"Je
me suis trouvé comme tous les autres écrivains contemporains devant un fait
écrasant : la décadence. Tous ont dû se défendre et réagir, chacun à sa
manière, contre ce fait. Mais aucun comme moi – sauf Céline – n’en a eu la
conscience claire ! Les uns s’en sont tirés par l’évasion, le dépaysement,
diverses formes de refus, de fuite ou d’exil ; moi, presque seul, par l’observation
systématique et par la satire.
L’artiste
malgré lui fait de l’objectivité, alors même qu’il a de fortes dispositions
introverses parce que de l’ampleur de son univers intime ce qu’il peut saisir
dans un moment donné n’est que fragmentaire. Le fragment réfracte un personnage
inconnu et nouveau-né.

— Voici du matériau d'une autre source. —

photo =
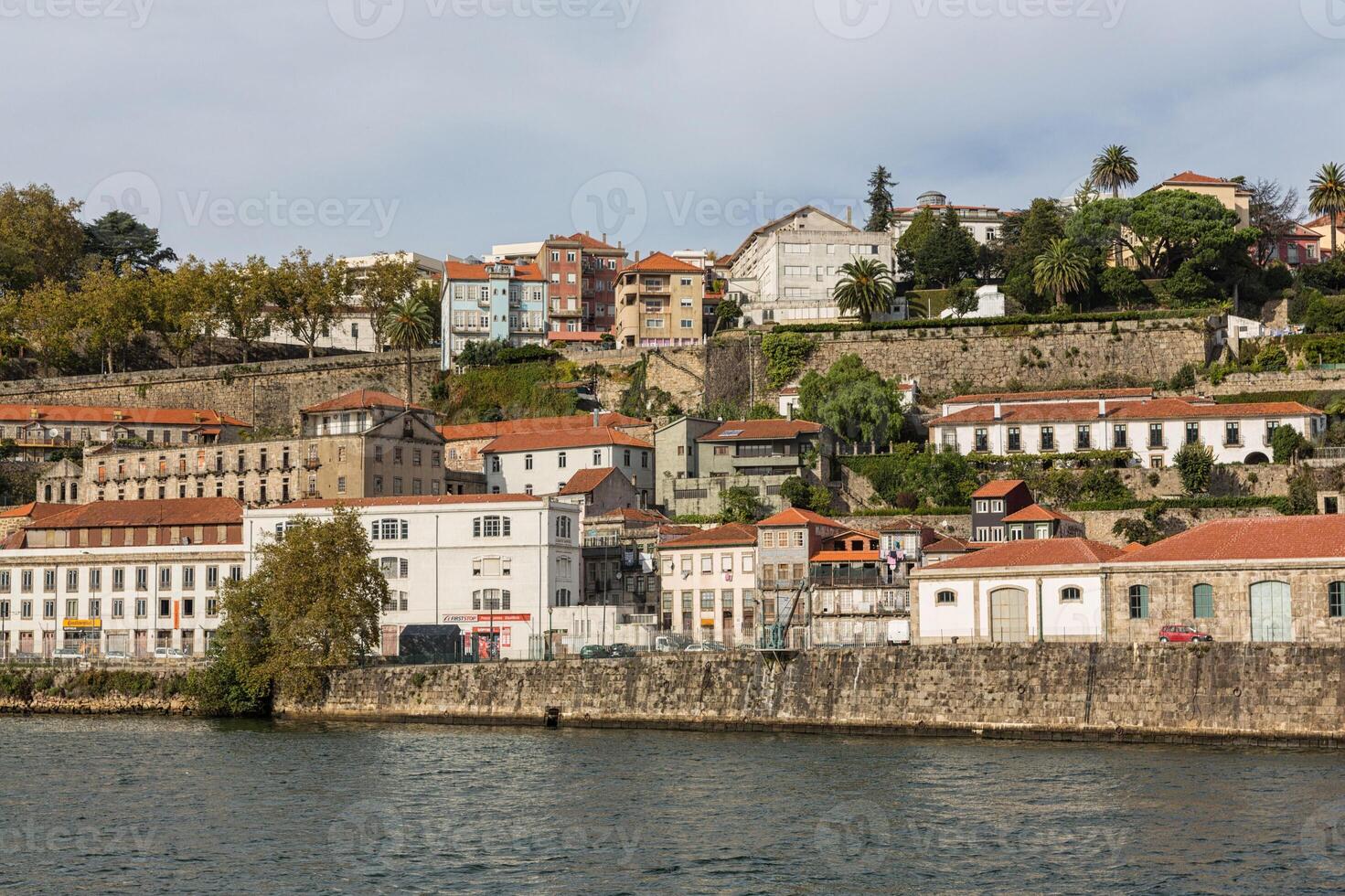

Cela reste vrai, même si l’auteur s’acharne toute sa vie
sur lui-même, comme Proust, et même alors cela devient encore plus vrai. Quel
lointain rapport entre le maigre Proust de la correspondance et le personnage
central si compact et si résonnant, prolongé par tous ses satellites, de la
« Recherche du temps perdu » ?
Au
fond il y a peut-être deux sortes d’égotistes : ceux qui se complaisent
dans le charme et la fascination minimes d’être prisonniers et de n’aimer de
l’univers que ce qu’ils trouvent dans leur prison, et ceux qui, portés à
l’observation de tout, ne s’acharnent sur leur moi que comptant y trouver la
matière humaine la plus tangible et la moins trompeuse. Forts de leur bonne
foi, ils se disent que dans le tête-à-tête avec eux-mêmes, tenant les deux
bouts, rien ne leur échappera, rien ne se dérobera. Illusion encore, certes,
mais pourtant toute autre optique que celle de Narcisse et qui a certainement
retenue à certaines heures les plus objectifs des romanciers – et les plus
classiques des penseurs.
De
plus, chez moi, à cause de mon idée de décadence, l’introspection prenait une
signification morale. Ayant à démasquer et à dénoncer, je pensais qu’il était
juste que je commençasse par moi-même.
Un
romancier est voué à l’originalité en tout cas. Même s’il n’a pas de talent,
car alors c’est seulement l’originalité intérieure qui lui fait défaut, il est
victime de son propre manque de caractère, de l’inexistence de sa personnalité.
Il y
a clé parce qu’on retrouve dans un personnage tel ou tel trait particulier
d’une personne connue et même bien plus, tout un ensemble de traits ; il
n’en reste pas moins que ce personnage est « un autre », parce qu’il
est pris non seulement dans une suite d’événements inventés, mais aussi et
surtout dans un monde neuf, dont la nouveauté se compose de la rencontre
imprévue dudit personnage avec des hommes et des femmes qui ne sont là que pour
la fantaisie de l’auteur, c’est-à-dire qui ne sont là que pour satisfaire les
besoins secrets et indicibles de l’auteur."